Abbie Evans, Government Relations Director
April 4th, 2017
FOR IMMEDIATE RELEASE
April 4, 2017
WASHINGTON – Over 40 youth serving organizations have expressed their support for the Youth Mentoring Grant, the only federal grant dedicated to providing investment in quality youth mentoring, by sending letters to the United States House and Senate Appropriations Committees. Collectively, these groups are demonstrating their commitment to mentoring programs across the country who provide essential support for young people as Congress works to determine funding for fiscal year 2018 (FY18).
In the United States, 1 in 3 young people do not have access to a mentor of any kind, constituting the “mentoring gap” that youth advocates strive to close through expanded access to mentoring opportunities. The Youth Mentoring Grant program, housed within the U.S. Department of Justice and focused on prevention and interventions for at-risk youth, helps mentoring programs as they work to close the gap.
“We have seen the incredible and far-reaching impact that the Youth Mentoring Grant has made on mentoring organizations and ultimately on America’s young people,” said MENTOR CEO David Shapiro. “The grant has allowed mentoring organizations to bolster their evidence-based work on mentoring and serve many more young people. This is a critical investment in education, workforce development and safe communities, providing young people with a strong support system as they navigate personal, professional and achievement challenges.”
Law enforcement officers and agencies have also written a letter in support of the Youth Mentoring Grant and the role it plays in fostering trust and positive engagement between young people, law enforcement and their communities. The letter notes that “mentoring can serve as an intervention strategy for young people involved in the juvenile justice system (in addition to a prevention strategy for youth at-risk of entering the system) providing them with guidance and critical support to work towards positive decision-making and away from risky behavior that could harm themselves and their communities.”

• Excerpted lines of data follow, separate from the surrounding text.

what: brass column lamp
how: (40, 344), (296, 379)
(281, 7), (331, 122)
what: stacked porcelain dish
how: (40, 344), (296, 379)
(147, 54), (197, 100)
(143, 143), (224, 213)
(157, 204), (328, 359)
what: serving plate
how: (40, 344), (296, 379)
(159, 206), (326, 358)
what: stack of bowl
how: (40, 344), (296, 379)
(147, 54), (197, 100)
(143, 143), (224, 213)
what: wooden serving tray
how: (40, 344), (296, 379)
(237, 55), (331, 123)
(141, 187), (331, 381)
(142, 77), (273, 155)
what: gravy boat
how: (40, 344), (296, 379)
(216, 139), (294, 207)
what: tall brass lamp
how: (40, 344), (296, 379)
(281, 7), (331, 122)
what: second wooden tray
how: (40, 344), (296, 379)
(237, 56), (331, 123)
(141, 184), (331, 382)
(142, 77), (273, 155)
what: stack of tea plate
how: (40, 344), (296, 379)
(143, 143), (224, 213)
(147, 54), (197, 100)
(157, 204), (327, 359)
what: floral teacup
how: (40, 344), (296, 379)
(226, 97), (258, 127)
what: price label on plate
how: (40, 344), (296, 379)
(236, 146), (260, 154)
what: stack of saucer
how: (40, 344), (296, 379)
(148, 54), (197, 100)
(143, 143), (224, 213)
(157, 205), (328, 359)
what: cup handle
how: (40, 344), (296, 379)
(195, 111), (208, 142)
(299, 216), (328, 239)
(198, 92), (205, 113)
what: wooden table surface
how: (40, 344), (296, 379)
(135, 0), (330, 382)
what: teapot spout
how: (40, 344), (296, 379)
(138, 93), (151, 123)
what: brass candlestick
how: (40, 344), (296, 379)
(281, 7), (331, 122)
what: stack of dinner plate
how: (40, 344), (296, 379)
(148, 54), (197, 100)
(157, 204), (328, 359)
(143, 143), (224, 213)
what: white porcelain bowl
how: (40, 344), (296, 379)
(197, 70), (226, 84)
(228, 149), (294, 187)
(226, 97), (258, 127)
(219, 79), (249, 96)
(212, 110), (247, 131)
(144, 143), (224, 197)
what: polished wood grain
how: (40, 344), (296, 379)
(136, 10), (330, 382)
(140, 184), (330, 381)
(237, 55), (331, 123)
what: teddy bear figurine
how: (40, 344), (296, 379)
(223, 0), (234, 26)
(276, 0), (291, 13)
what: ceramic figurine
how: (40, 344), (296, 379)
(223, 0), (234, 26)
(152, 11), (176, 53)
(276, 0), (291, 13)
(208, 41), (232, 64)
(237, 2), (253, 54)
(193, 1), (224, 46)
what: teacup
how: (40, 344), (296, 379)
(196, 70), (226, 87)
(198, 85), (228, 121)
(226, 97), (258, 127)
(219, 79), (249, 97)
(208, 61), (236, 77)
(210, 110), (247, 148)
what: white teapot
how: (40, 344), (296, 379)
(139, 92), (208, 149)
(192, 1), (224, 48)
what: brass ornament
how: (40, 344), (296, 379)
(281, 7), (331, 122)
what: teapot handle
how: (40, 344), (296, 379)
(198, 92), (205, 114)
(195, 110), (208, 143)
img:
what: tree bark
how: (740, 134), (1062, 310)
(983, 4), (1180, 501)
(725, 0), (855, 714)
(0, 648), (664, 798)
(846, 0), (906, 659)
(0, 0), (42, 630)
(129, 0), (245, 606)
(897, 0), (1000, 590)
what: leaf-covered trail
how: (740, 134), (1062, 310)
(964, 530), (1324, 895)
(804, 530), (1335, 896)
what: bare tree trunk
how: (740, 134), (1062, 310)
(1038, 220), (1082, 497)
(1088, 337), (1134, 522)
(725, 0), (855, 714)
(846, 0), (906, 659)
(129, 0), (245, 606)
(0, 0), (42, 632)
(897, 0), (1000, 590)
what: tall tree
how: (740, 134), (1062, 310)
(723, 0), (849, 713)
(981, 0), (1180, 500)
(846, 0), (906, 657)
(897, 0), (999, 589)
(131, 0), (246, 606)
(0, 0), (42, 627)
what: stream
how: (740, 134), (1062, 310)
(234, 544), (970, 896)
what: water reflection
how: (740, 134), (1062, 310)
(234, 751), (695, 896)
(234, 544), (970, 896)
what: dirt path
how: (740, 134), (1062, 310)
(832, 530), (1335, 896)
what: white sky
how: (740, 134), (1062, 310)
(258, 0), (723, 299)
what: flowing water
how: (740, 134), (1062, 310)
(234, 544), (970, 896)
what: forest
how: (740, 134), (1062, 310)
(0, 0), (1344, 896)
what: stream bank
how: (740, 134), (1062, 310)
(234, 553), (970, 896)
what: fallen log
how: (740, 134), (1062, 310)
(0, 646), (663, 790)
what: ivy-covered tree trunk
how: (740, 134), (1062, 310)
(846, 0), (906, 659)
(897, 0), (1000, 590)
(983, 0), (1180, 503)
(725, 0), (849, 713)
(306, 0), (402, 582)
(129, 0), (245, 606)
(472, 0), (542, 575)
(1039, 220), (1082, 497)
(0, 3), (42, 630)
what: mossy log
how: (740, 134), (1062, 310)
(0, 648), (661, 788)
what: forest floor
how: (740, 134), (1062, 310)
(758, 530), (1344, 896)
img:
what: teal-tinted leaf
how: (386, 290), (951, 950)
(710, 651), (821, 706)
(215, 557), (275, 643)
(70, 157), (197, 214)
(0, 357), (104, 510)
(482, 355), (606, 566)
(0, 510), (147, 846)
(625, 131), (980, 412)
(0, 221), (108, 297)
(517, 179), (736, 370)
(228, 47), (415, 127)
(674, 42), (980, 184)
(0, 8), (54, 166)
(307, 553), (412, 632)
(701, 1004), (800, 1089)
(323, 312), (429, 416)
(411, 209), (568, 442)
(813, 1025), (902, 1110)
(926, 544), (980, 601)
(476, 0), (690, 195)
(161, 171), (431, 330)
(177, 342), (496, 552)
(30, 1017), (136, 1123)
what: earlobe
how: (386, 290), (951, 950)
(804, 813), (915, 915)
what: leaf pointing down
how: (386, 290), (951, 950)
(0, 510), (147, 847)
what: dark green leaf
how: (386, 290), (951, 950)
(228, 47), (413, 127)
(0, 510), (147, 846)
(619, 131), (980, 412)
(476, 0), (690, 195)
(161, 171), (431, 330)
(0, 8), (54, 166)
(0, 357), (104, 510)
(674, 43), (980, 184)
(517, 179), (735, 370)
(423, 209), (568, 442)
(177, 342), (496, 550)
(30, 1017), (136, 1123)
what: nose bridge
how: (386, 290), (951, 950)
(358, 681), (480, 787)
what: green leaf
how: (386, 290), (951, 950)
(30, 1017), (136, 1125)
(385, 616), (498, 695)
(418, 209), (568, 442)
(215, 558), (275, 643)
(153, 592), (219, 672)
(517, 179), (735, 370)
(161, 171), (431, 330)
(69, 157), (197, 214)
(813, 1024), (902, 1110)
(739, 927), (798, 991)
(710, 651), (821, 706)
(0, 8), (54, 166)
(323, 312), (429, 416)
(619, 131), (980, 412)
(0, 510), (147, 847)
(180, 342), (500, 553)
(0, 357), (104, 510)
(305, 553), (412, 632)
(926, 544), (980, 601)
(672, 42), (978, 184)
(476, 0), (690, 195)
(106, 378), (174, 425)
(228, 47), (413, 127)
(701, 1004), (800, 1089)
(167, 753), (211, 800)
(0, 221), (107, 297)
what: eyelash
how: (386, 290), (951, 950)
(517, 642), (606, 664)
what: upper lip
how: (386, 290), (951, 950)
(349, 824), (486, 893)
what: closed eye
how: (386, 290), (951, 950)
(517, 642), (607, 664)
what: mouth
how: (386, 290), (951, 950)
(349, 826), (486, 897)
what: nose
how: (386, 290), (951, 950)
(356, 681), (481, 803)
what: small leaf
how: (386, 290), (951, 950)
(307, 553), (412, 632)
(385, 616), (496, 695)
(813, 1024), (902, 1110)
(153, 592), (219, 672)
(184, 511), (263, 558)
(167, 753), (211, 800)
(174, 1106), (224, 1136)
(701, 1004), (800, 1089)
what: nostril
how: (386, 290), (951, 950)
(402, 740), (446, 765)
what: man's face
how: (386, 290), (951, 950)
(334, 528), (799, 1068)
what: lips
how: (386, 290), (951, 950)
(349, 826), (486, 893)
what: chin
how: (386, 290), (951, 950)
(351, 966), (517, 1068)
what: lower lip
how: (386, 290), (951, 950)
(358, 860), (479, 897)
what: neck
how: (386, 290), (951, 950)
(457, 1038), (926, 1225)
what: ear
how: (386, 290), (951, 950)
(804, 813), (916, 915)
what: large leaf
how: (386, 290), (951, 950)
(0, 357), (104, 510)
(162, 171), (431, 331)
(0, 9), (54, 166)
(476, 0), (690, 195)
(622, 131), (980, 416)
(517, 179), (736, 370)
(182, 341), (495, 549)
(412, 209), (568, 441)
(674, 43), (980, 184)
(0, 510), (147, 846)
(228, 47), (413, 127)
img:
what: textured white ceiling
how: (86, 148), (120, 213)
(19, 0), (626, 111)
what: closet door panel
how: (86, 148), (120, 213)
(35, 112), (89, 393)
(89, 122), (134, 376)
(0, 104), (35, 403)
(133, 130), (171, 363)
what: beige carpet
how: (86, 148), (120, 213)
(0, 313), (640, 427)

Mentoring advocates from across the country have also asked their Members of Congress to increase funds for the grant. In 2014, youth mentoring programs funded through the Office of Juvenile Justice and Delinquency Prevention (OJJDP) served over 100,000 youth and had over 33,000 active mentors. Over 60 U.S. Representatives have signed on to a letter in support of the Young Mentoring Grant and U.S. Senators will sign a similar letter in the coming weeks. “Young people are a vital resource for our nation. We have an obligation to provide a strong investment in mentoring programs that improve academic achievement, self-confidence and widen social capital for some of our nation’s most vulnerable youth. I’m proud to help champion support for this critical program that improves the lives of children across the country,” said Representative Jim Langevin (D-RI), who co-led the letter to the House Appropriations Committee.
MENTOR is the unifying national organization for expanding quality youth mentoring relationships and connecting volunteers to opportunities in their local communities. MENTOR’s mission is to close the “mentoring gap” and ensure our nation’s young people have the support they need through quality mentoring relationships to succeed at home, school, and ultimately, work.